There are an estimated 10,000 MS-13 gang members in the U.S. – a number that has been fairly constant for years, dating to at least 2006. Half of 10,000 would be about 5,000. However, U.S. Immigration and Customs Enforcement says that the U.S. has deported 2,798 members of all gangs, not just MS-13, from Oct. 1, 2016, to June 4, 2017, which overlaps the Obama and Trump administrations.
The president made his remarks during a meeting with a group of people whose loved ones were killed by people living in the U.S. illegally.
Trump, June 28: MS-13 is a prime target. They are bad people. And we’ve gotten many of them out already. You know, we’re pretty much at the 50 percent mark. We’re getting them out as fast as we can get them out, and we’re freeing up towns. We’re actually liberating towns, if you can believe that we have to do that in the United States of America. But we’re doing it, and we’re doing it fast.
The Mara Salvatrucha, or MS-13, is a gang that was formed by El Salvadoran immigrants in Los Angeles in the 1980s. Trump has targeted its members as part of his efforts to deport people living illegally in the U.S. with criminal records. But the president repeatedly has overstated the impact of the administration’s crackdown on the MS-13 gang.

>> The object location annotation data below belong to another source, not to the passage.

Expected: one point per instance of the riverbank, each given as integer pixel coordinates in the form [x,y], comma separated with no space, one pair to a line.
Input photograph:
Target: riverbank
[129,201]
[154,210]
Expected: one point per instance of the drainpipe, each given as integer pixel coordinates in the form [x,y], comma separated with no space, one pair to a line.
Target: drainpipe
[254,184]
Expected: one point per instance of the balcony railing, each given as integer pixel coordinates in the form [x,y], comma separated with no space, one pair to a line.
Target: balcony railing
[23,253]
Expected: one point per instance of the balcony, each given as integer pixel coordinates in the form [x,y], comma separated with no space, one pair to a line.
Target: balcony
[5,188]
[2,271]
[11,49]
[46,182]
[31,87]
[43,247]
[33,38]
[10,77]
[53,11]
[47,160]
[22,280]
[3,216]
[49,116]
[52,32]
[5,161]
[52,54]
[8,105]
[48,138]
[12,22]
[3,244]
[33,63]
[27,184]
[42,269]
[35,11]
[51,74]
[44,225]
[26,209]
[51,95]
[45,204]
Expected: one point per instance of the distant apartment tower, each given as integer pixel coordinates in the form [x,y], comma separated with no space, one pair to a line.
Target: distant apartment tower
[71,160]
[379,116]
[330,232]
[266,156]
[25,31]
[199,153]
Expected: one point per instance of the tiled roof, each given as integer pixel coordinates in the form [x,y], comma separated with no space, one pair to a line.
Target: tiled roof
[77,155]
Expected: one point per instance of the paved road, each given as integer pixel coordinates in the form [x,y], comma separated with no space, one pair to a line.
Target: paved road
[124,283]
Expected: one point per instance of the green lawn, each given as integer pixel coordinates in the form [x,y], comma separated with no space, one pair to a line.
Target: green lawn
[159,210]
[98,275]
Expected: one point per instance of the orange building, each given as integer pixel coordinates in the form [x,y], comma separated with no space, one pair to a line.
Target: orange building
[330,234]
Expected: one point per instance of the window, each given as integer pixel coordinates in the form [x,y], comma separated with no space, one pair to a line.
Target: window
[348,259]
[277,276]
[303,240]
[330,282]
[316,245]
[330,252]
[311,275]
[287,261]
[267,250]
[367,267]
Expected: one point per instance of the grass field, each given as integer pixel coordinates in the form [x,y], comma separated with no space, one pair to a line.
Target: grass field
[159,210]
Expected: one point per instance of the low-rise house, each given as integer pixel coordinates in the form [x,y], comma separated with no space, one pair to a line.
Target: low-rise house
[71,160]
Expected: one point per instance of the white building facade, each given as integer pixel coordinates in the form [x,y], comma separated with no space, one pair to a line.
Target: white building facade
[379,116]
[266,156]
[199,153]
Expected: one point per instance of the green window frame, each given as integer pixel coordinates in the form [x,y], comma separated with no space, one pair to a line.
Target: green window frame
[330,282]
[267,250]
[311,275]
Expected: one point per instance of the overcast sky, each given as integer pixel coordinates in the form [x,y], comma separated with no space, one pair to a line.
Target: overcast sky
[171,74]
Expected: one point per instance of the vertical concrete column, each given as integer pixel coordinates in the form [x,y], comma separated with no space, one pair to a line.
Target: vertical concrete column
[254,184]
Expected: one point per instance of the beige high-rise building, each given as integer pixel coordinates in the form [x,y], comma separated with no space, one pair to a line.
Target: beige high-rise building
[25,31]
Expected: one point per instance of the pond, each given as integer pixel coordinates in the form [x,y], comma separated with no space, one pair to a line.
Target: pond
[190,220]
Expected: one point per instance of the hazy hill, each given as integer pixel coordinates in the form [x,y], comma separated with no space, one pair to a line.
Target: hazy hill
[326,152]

As we wrote last week, Trump falsely claimed at a June 21 rally in Iowa that his administration had deported MS-13 gang members “by the thousands.” Actually, the number is in the hundreds.
Let’s go through the facts again.
In April, Attorney General Jeff Sessions said that there are 10,000 MS-13 gang members in the United States. That number has been fairly constant for years, dating to at least 2006, even though more than 7,000 members of the gang have been arrested since fiscal year 2005 as part of “Operation Community Shield.”
For Trump to claim that half of the Ms-13 gang members have been deported would mean that his administration is responsible for about 5,000 removals of MS-13 members.
Here’s why that is not possible: Danielle Bennett, a spokeswoman for the U.S. Immigration and Customs Enforcement, told us in an email for our earlier story that so far in fiscal year 2017 — from Oct. 1, 2016, to June 4, 2017 — ICE has removed 2,798 gang members. That includes all gang members, not just MS-13 members. For perspective, the FBI says there are about 33,000 street gangs with about 1.4 million members.
The White House declined to comment when we contacted them for our June 22 story about the MS-13 gang. It has not responded to our request for information this time.
However, the Washington Post Fact Checker on June 26 quoted White House spokesman Steven Cheung as saying the president was right to say “we are moving them out of the country by the thousands,” because Operation Community Shield has resulted in “more than 4,300 criminal arrests and nearly 3,000 civil immigration arrests of MS-13 leaders, members and associates.” But that’s the number of total arrests since fiscal year 2005. The vast majority of those arrests over the last 13 years had nothing to do with Trump.
As of June 4, ICE Homeland Security Investigations made 602 criminal arrests and 170 administrative immigration arrests of MS-13 gang members in FY2017, Angel Melendez, an ICE HSI special agent, told a House committee on June 20. The federal fiscal year begins Oct. 1, so those arrests were made under both the Obama and Trump administrations.
We do not know how many MS-13 gang members have been deported. Bennett, the ICE spokeswoman, told us last week, that ICE “does not track gang removals by specific gang.”
With his latest comments, Trump elevates this talking point from a falsehood to a whopper.